Who the contract is between
The contract is between the two partners in the relationship. It has nothing to do with the therapist or counselor they may be working with. The counselor makes no promises of any kind, ever, as to whether or not the relationship will work out. Everything the couple agrees to in therapy, they do for one another.
What the contract does
Above is a set of rules I have written up for when I do couple contracts. I pass these out to the couple at the beginning and go over them because this is structured time where we are seeking to accomplish a specific task. There will be no time for arguing and blaming. This session isn’t about feelings, either. It is about action, and that is what a lot of marriage counseling never gets around to.
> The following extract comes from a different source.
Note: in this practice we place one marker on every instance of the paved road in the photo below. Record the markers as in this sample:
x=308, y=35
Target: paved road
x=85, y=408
After rules are established, one spouse starts, telling the other spouse what one thing they could do that would make the greatest difference in how the first spouse feels about the relationship. The spouse who has just heard this has a chance to clarify, ask questions, and even negotiate down if they feel the request is unreasonable. On the other hand, the counselor must continually remind both partners that whatever they agree to, it is only for ten days. Obviously this situation is far from ideal. The ultimate goal is for them to be able to work through problems on their own. But the contract, if executed skillfully, gives both partners a chance to a) verbalize exactly what they want the other spouse to do; and b) know as clearly as possible what they are being asked to do by their partner.
Where the contract leads
As each fulfills the commitment they agreed to, the other partner is pleased. Each has an opportunity (though not an obligation) to go above and beyond, which of course is a chance to learn grace and gratitude. Each knows they will be held accountable by the therapist for doing what they said they would do. When they return to therapy after they have tried the contract, it gets tweaked, changed, and rearranged. Each time the bar gets a little higher, meaning the contract becomes less like rules and more like relationship. When a wife who has not felt able to trust her husband in years sees how easily he does exactly what he promised he would do, she begins to question her negative assumptions about him. When a husband who believes his wife takes pleasure in emasculating him sees how willing she is to do what he needs her to do, he has to rethink his opinion of her. The notions both spouses have that the other is to blame and completely at fault are seriously challenged. They may even begin to wonder what they were fighting about.
The brilliance of the marriage contract is that it’s something partners can DO, and a skilled therapist will introduce it at the time when partners are desperate and willing to do anything. It’s not a cure-all by any means, but it may give struggling couples what they need most — a chance.